Premio Vendor Rating e Acquisti Sostenibili - Destinato alle imprese che hanno adottato un sistema di qualificazione ambientale e sociale dei fornitori, è stato assegnato a:
- Lendlease srl (categoria piccole imprese) “per l'impegno nell'abbattimento degli impatti ambientali delle proprie attività attraverso una gestione attenta e rigorosa degli approvvigionamenti, accompagnata dalla responsabilizzazione del personale coinvolto nelle attività”;
- Ikea Italia Retail Srl (categoria grandi imprese) per “il sistema di gestione e promozione della sostenibilità lungo tutta la catena di fornitura, l'ambizione al miglioramento continuo e il coinvolgimento degli stakeholder”.
Premio Cultura in Verde, per le manifestazioni o le strutture culturali che hanno ridotto gli impatti ambientali generati dalla loro attività, integrando gli aspetti ambientali e sociali negli acquisti dei beni e dei servizi, è stato attribuito all’Università di Cagliari per la mostra di arti visive e figurative, per “l'impegno messo nell'organizzazione dell'evento, finalizzato ad avviarsi nei prossimi anni verso un percorso più deciso e dettagliato verso la sostenibilità dell'evento, soprattutto perché l'università già persegue gli obiettivi del Gpp”.
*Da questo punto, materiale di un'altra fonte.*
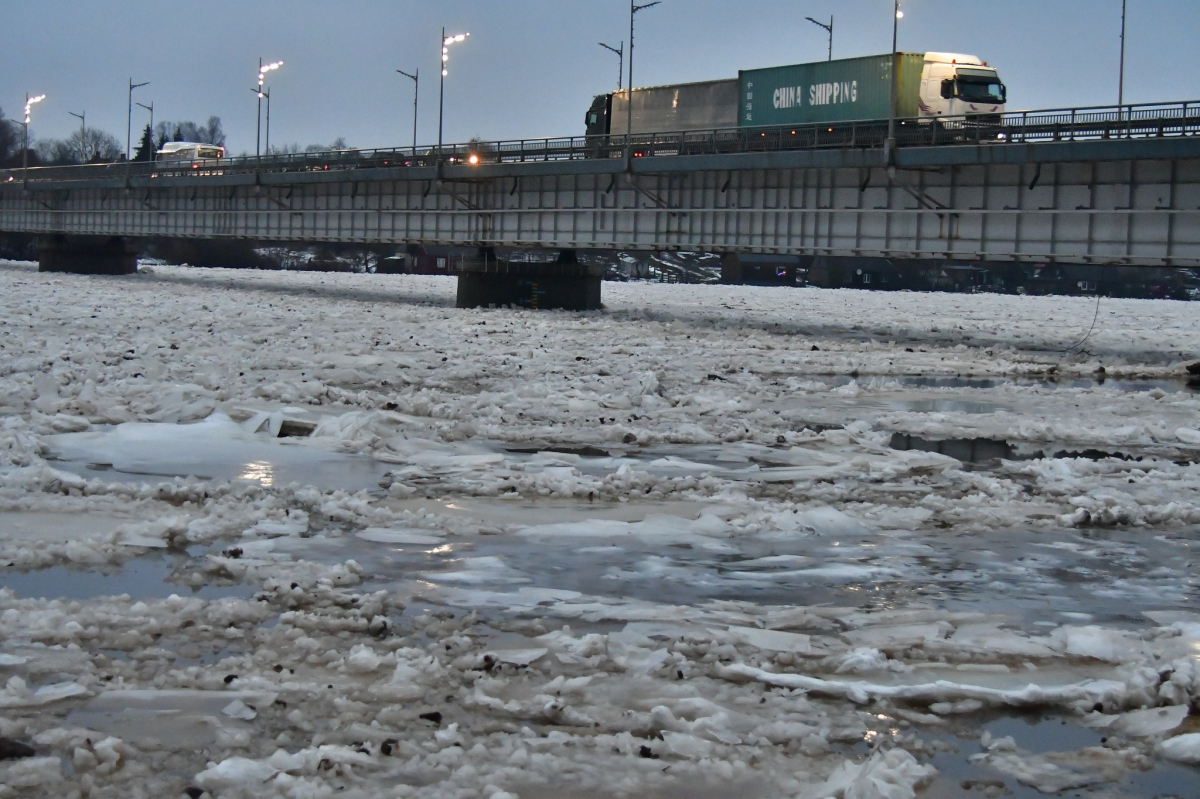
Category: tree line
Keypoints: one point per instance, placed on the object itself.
(94, 145)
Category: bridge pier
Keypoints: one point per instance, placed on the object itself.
(87, 256)
(565, 283)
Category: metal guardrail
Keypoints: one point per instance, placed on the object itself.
(1151, 120)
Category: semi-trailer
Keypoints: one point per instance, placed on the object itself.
(928, 85)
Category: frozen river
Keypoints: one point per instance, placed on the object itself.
(303, 535)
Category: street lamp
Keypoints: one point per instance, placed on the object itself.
(417, 89)
(129, 119)
(263, 68)
(621, 54)
(889, 145)
(629, 122)
(447, 41)
(150, 108)
(1121, 84)
(83, 134)
(24, 142)
(828, 28)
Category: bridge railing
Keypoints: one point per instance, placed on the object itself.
(1151, 120)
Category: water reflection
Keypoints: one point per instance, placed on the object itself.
(259, 472)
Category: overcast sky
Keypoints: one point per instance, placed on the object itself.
(532, 66)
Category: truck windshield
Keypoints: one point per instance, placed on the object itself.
(982, 90)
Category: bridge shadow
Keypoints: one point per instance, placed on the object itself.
(622, 311)
(394, 295)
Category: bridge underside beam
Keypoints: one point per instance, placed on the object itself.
(564, 284)
(1137, 211)
(87, 254)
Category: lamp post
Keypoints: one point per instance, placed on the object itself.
(24, 140)
(417, 89)
(889, 145)
(621, 67)
(263, 68)
(83, 136)
(629, 122)
(129, 119)
(828, 28)
(1121, 82)
(150, 108)
(447, 41)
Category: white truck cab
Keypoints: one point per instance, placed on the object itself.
(954, 84)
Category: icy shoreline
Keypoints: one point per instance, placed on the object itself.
(664, 550)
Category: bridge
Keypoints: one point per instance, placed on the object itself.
(1083, 186)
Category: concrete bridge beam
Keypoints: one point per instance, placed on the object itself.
(87, 254)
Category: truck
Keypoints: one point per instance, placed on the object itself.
(929, 85)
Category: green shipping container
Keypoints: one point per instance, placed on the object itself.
(829, 91)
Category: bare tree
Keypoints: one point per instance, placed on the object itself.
(10, 138)
(95, 145)
(189, 131)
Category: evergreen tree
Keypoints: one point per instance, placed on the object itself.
(145, 148)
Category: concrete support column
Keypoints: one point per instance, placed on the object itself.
(565, 283)
(87, 256)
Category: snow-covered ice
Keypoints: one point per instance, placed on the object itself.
(709, 541)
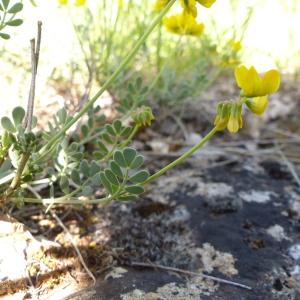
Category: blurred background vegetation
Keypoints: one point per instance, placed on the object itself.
(83, 45)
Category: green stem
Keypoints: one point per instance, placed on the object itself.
(131, 136)
(182, 157)
(113, 77)
(17, 179)
(62, 200)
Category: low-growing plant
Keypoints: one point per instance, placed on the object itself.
(97, 164)
(188, 60)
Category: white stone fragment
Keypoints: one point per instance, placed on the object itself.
(256, 196)
(277, 232)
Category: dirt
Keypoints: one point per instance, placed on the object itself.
(230, 214)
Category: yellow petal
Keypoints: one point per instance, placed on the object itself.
(241, 76)
(271, 82)
(254, 83)
(206, 3)
(189, 7)
(244, 79)
(80, 2)
(258, 105)
(233, 124)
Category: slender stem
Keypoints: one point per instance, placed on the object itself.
(126, 61)
(17, 179)
(182, 157)
(131, 136)
(64, 200)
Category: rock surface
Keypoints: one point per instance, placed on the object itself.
(233, 222)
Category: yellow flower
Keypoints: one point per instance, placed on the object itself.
(160, 4)
(206, 3)
(80, 2)
(253, 85)
(189, 7)
(184, 24)
(235, 121)
(258, 105)
(229, 114)
(235, 45)
(77, 2)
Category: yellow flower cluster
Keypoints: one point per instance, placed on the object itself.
(184, 23)
(254, 94)
(77, 2)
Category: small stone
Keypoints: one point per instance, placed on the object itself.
(277, 232)
(294, 251)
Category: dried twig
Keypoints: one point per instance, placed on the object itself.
(35, 54)
(74, 245)
(61, 224)
(186, 272)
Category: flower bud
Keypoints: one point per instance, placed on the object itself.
(143, 116)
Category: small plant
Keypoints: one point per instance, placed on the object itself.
(68, 173)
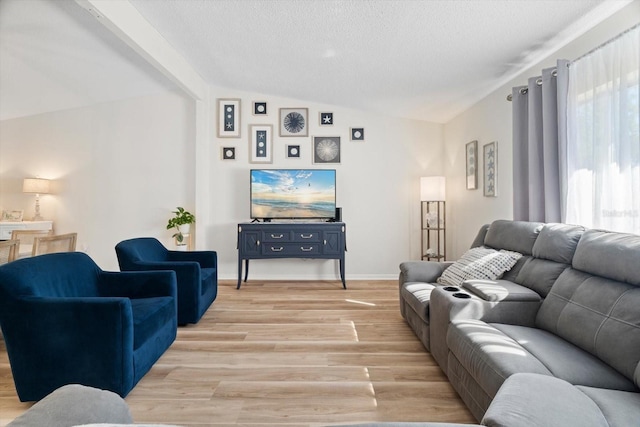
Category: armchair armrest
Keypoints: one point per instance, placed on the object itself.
(63, 340)
(138, 284)
(422, 271)
(206, 259)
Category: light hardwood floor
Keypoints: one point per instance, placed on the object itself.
(289, 354)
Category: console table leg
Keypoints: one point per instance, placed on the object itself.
(344, 284)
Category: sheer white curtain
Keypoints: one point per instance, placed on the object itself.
(602, 184)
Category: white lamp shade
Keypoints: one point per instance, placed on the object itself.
(36, 185)
(432, 188)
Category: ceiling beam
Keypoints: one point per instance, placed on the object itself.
(124, 20)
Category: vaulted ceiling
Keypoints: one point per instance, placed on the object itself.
(419, 59)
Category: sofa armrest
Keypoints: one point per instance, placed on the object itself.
(421, 271)
(534, 400)
(76, 404)
(138, 284)
(206, 259)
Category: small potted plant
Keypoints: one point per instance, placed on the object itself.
(181, 221)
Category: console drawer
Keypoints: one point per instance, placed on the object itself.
(297, 250)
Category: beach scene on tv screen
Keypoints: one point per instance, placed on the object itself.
(293, 193)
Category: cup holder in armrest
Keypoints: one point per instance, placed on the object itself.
(461, 295)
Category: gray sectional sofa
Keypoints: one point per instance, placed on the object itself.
(564, 321)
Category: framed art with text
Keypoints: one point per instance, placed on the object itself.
(326, 149)
(490, 163)
(294, 122)
(260, 144)
(471, 157)
(229, 118)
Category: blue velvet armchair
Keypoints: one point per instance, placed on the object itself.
(64, 321)
(197, 272)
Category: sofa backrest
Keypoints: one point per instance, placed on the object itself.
(68, 274)
(517, 236)
(595, 304)
(132, 251)
(552, 253)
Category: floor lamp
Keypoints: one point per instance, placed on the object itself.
(432, 207)
(38, 186)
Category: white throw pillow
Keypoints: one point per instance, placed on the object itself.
(479, 263)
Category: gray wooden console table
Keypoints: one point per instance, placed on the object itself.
(271, 240)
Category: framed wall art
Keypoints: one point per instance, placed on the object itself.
(357, 134)
(260, 144)
(229, 118)
(259, 108)
(293, 151)
(294, 122)
(228, 153)
(326, 119)
(490, 170)
(326, 149)
(471, 154)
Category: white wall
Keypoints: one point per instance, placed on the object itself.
(119, 168)
(377, 187)
(490, 120)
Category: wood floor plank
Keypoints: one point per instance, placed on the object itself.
(289, 354)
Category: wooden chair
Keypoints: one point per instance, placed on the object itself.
(53, 244)
(9, 250)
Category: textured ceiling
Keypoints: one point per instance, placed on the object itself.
(420, 59)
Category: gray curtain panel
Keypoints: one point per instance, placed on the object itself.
(539, 145)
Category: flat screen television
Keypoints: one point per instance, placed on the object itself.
(293, 194)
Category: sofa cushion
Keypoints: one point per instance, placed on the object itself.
(530, 400)
(518, 236)
(417, 295)
(565, 360)
(500, 290)
(594, 313)
(488, 354)
(620, 408)
(479, 263)
(609, 254)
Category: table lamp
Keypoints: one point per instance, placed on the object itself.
(37, 186)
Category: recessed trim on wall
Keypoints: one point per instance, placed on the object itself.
(229, 118)
(294, 122)
(471, 162)
(326, 149)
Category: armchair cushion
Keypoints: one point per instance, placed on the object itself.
(196, 272)
(107, 333)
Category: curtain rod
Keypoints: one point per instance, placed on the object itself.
(523, 91)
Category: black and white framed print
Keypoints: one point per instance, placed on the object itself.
(326, 119)
(294, 122)
(228, 118)
(260, 144)
(293, 151)
(228, 153)
(259, 108)
(471, 161)
(490, 157)
(326, 149)
(357, 134)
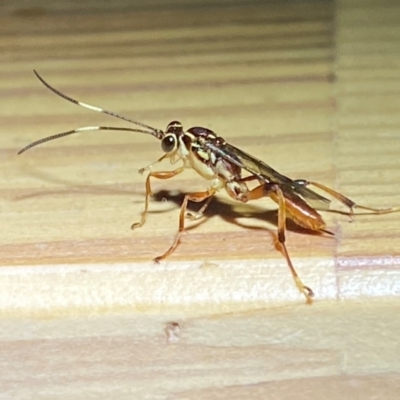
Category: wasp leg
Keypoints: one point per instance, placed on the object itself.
(196, 197)
(148, 167)
(194, 216)
(158, 175)
(273, 190)
(345, 200)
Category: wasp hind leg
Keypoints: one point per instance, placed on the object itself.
(270, 190)
(345, 200)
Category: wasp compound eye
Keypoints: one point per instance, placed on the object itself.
(168, 143)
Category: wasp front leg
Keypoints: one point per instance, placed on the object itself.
(196, 197)
(158, 175)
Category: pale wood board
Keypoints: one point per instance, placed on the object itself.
(311, 87)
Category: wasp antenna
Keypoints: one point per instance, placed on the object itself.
(77, 130)
(155, 132)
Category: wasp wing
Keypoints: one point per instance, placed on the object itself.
(265, 173)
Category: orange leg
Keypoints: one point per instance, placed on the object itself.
(193, 216)
(345, 200)
(158, 175)
(268, 190)
(197, 197)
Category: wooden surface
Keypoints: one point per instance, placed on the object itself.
(312, 88)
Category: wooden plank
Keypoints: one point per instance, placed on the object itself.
(86, 313)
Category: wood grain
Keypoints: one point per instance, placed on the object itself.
(310, 87)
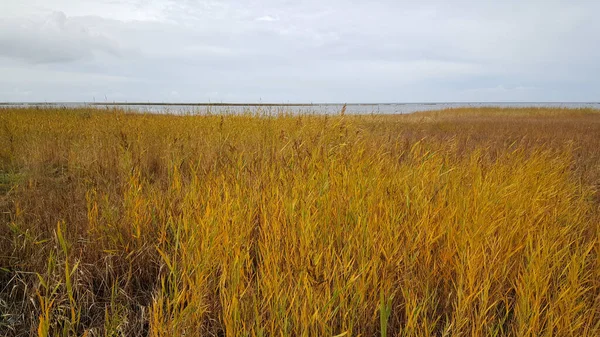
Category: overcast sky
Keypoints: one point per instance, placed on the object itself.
(299, 51)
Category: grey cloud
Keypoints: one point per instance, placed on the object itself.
(304, 50)
(54, 39)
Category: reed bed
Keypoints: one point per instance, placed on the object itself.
(464, 222)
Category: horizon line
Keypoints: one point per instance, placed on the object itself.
(286, 104)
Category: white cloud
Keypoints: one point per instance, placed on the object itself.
(303, 50)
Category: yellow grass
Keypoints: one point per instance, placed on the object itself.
(479, 222)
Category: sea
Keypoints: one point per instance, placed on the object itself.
(300, 108)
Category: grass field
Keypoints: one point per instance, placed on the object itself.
(464, 222)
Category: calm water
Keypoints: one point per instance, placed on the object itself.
(383, 108)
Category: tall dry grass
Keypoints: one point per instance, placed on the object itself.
(463, 222)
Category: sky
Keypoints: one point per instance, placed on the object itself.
(299, 51)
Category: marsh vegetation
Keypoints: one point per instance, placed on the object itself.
(480, 222)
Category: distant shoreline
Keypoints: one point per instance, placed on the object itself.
(272, 104)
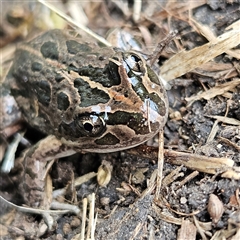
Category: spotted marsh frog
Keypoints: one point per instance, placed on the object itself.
(85, 97)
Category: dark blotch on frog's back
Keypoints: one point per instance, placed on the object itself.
(107, 139)
(43, 91)
(59, 77)
(89, 96)
(50, 50)
(107, 76)
(63, 101)
(75, 47)
(134, 121)
(36, 67)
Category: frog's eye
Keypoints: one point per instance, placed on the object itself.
(135, 64)
(91, 125)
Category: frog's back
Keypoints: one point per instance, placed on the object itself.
(91, 97)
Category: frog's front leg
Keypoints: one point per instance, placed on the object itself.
(35, 167)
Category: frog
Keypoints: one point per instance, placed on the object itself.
(85, 97)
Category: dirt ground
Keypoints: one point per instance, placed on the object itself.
(199, 194)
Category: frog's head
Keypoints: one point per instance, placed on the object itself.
(122, 112)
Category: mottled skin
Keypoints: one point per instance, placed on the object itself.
(86, 97)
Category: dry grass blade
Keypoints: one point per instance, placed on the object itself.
(186, 61)
(74, 23)
(215, 91)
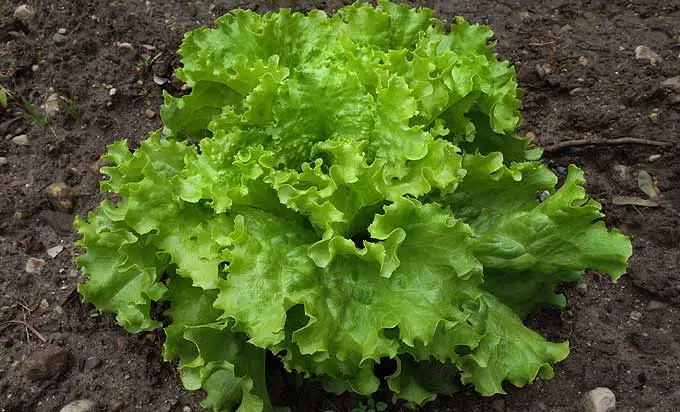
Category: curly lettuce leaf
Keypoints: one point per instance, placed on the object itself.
(340, 190)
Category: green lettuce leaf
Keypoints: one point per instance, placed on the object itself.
(338, 191)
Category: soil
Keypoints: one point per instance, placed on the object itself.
(576, 61)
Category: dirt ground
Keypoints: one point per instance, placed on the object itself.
(575, 59)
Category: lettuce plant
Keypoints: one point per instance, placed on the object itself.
(340, 191)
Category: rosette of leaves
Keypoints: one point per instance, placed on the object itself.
(339, 191)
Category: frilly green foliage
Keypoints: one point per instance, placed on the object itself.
(358, 191)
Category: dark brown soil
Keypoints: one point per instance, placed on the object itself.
(624, 336)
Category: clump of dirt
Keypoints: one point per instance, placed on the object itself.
(575, 60)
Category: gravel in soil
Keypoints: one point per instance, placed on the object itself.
(104, 60)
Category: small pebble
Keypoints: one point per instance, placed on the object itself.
(599, 400)
(645, 53)
(116, 406)
(82, 405)
(622, 172)
(21, 140)
(576, 91)
(125, 45)
(582, 288)
(159, 80)
(92, 363)
(47, 363)
(635, 315)
(655, 305)
(59, 38)
(55, 251)
(672, 83)
(60, 196)
(34, 265)
(24, 13)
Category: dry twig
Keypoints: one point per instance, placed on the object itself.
(597, 141)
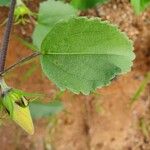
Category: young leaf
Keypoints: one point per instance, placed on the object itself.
(50, 12)
(88, 54)
(84, 4)
(4, 2)
(140, 5)
(39, 110)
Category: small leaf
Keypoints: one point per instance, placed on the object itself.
(50, 12)
(39, 110)
(84, 4)
(88, 54)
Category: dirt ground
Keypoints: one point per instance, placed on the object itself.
(101, 121)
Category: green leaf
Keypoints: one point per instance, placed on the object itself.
(4, 2)
(140, 5)
(39, 110)
(82, 54)
(84, 4)
(50, 12)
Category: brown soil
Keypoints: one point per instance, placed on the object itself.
(101, 121)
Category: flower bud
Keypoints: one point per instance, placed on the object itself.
(16, 104)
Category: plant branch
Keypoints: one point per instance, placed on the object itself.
(5, 42)
(23, 60)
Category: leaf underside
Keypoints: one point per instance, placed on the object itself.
(82, 54)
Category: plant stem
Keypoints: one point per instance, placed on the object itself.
(5, 42)
(20, 62)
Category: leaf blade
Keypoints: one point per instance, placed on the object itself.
(88, 54)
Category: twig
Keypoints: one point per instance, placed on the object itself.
(19, 63)
(5, 42)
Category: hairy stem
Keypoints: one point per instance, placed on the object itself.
(5, 42)
(23, 60)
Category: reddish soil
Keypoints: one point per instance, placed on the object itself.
(101, 121)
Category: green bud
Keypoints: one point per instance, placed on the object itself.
(16, 104)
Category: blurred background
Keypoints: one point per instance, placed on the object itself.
(102, 121)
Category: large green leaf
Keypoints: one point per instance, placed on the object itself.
(4, 2)
(82, 54)
(39, 110)
(84, 4)
(140, 5)
(50, 12)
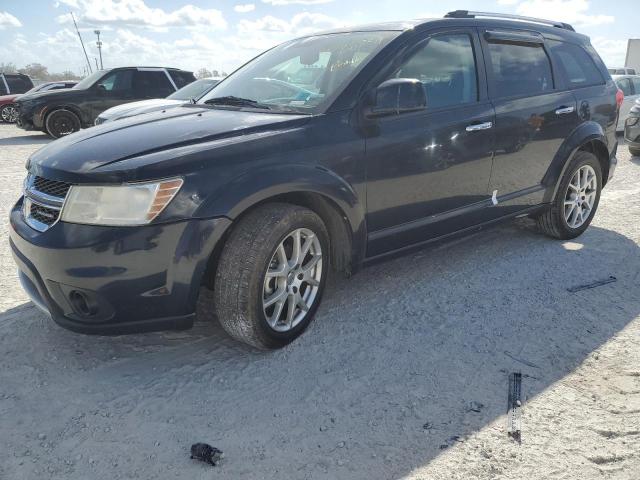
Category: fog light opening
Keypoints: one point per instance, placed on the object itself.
(81, 304)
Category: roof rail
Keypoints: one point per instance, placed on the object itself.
(469, 14)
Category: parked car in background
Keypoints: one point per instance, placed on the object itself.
(8, 107)
(14, 83)
(61, 112)
(630, 86)
(632, 129)
(622, 71)
(192, 92)
(404, 137)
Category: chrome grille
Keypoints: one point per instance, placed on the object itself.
(43, 200)
(51, 187)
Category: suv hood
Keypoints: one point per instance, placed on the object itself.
(112, 152)
(60, 93)
(136, 108)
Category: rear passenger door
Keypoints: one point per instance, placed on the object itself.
(533, 115)
(428, 171)
(151, 84)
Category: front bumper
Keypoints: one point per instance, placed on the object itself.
(115, 280)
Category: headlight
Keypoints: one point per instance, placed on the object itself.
(130, 204)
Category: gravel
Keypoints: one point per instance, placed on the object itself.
(424, 340)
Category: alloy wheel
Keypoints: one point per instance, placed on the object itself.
(580, 196)
(292, 280)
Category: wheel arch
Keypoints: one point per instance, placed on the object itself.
(589, 137)
(318, 189)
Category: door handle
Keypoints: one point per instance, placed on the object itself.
(565, 110)
(476, 127)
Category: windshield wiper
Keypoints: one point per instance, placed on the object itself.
(237, 102)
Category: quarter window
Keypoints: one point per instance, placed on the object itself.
(151, 84)
(624, 84)
(520, 69)
(575, 64)
(446, 67)
(119, 81)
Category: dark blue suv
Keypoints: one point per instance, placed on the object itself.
(329, 151)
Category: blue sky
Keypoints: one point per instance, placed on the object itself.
(224, 34)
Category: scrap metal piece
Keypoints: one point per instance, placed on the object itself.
(514, 405)
(599, 283)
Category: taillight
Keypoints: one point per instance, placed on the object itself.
(619, 97)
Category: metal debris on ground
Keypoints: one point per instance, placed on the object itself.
(206, 453)
(599, 283)
(514, 405)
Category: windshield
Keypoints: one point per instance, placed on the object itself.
(301, 76)
(194, 90)
(86, 82)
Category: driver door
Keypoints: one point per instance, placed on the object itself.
(428, 171)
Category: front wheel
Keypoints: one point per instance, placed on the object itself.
(576, 200)
(9, 113)
(271, 275)
(61, 123)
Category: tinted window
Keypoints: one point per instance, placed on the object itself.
(18, 84)
(446, 67)
(118, 81)
(624, 84)
(520, 69)
(181, 78)
(575, 65)
(148, 84)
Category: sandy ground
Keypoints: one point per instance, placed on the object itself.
(403, 374)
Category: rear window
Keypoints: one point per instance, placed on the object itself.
(520, 69)
(575, 65)
(181, 78)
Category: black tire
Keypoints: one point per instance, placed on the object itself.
(9, 113)
(243, 264)
(552, 222)
(60, 123)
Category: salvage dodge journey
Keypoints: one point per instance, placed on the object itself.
(329, 151)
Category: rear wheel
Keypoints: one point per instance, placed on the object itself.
(271, 275)
(577, 199)
(9, 113)
(61, 123)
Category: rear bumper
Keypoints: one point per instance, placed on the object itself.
(111, 281)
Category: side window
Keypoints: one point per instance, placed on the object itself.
(575, 64)
(446, 67)
(17, 84)
(624, 84)
(520, 69)
(151, 84)
(181, 78)
(119, 81)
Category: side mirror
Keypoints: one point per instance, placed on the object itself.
(398, 95)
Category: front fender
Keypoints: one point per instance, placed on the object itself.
(259, 185)
(585, 133)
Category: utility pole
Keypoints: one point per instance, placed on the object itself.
(82, 43)
(99, 44)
Premio Edilizia Verde, destinato alle imprese che producono materiali per l’edilizia a basso impatto ambientale, è andato:
- per i materiali innovativi è stato attribuito ex-aequo a Ecoplan per il prodotto Ecomat “per l'impegno nella chiusura del ciclo produttivo e per l'impiego del 100% di scarti e rifiuti, non dimenticando le prestazioni tecniche e la resistenza del prodotto nei diversi impieghi previsti” e a Soa Srl “per la creazione di una filiera dei rifiuti inerti che genera un circuito virtuoso in grado di dare una risposta concreta al riutilizzo dei rifiuti da C&D”;
- per i prodotti di origine locale e rinnovabile, è andato a Edizeroper l'attenzione integrata ad aspetti di qualità, ambientali ed etico sociali e per l'impegno a creare un nuovo concetto di edilizia e generare filiere di produttori che condividono la stessa attenzione all'etica, alle economie e ai paesaggi locali”.